= Palmer School of Library and Information Science =

The Palmer School of Library and Information Science is part of Long Island University in New York, United States and offers a Master of Science degree in Library and Information Science. According to its Graduate Bulletin, the school was founded as the Carlton and Winthrop Palmer Library School, on the then C.W. Post College of Long Island University in 1959. Its MSLIS degree was first accredited in 1971 by the American Library Association. In 1992, Palmer's master's degrees in Library and in Information Science were merged into one degree. Courses were first offered in Manhattan in 1995 and its doctoral program accepted its first students in 1997. The Palmer School is the only full member of the iSchools consortium in the metropolitan New York City area and has the largest enrollment of masters students in library and information science in the state of New York.

The School offers its programs at LIU Post in Brookville, New York and at New York University's Bobst Library in Manhattan. Students can also take master's level courses in Brentwood, New York and in Westchester County, New York. The School partners with NYU to provide a dual degree program, leading to a master's degree from NYU Steinhardt or NYU College of Arts and Science and a Master of Science in Library and Information Science from LIU.

Palmer's program in Library and Information Science is accredited through the American Library Association. Palmer's master's program requires students to complete 36 credits, 30 of which must be in library and information science. There are 18 credits of required courses, including an internship.

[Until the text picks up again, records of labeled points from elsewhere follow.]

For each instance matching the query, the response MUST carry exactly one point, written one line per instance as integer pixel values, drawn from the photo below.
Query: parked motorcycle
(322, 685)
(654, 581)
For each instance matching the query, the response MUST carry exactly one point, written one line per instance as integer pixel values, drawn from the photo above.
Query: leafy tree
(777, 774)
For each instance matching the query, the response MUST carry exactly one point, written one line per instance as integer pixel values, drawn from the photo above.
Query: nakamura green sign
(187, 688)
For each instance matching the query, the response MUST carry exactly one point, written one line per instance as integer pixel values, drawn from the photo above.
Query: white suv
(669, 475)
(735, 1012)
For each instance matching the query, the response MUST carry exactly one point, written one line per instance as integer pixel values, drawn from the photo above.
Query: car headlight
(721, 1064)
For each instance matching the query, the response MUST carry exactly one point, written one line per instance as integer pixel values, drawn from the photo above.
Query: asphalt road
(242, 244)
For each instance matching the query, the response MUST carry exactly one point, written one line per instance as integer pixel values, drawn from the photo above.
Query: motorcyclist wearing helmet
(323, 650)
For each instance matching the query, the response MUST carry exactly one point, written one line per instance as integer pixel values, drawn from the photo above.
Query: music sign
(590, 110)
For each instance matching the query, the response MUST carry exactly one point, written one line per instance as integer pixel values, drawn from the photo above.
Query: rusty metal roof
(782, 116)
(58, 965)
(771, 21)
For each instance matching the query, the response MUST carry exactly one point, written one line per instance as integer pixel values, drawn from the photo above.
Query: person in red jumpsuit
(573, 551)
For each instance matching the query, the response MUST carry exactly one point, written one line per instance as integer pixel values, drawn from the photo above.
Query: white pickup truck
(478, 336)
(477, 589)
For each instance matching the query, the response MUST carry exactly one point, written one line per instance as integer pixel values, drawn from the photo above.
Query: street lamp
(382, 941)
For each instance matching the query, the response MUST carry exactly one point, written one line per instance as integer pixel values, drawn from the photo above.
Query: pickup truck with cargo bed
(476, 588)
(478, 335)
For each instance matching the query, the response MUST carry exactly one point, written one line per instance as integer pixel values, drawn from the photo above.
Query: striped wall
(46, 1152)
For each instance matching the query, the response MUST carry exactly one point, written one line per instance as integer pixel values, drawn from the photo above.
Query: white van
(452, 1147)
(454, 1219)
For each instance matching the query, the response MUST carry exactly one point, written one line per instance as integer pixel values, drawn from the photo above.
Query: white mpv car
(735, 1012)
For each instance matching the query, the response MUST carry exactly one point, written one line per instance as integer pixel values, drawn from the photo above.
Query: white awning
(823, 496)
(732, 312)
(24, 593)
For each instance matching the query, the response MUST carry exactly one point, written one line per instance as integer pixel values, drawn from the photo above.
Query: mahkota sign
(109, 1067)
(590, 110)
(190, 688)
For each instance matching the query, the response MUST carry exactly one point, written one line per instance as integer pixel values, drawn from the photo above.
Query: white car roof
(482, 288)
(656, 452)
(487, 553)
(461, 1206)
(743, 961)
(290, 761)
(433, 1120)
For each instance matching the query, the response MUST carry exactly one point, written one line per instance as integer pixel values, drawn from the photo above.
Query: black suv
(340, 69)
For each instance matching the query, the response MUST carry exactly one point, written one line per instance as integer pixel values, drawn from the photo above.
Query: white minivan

The Masters program offers specialization in School Library Media, Public Librarianship, Rare Books and Special Collections, and Academic and Special Librarianship. There are Certificate Programs available in Public Library Administration as well as in Archives and Records Management. The Public Library Administration Certificate is a post-graduate program only, while the Certificate in Archives and Records Management can be pursued concurrently with the MSLIS degree.

Besides offering online and blended courses to meet the needs of its student population, the Palmer School is part of a consortium of Library Science schools offering online course, Web-based Information Science Education, WISE. These online courses are taught by faculty from WISE host schools using their own course management systems and based on their academic calendar. These courses offer students the opportunity to take electives outside the LIU community, without having to transfer credits.

The most recent U.S. News & World Report ranked the Palmer School of Library and Information Science number 39 among the 43 ranked graduate programs in the field.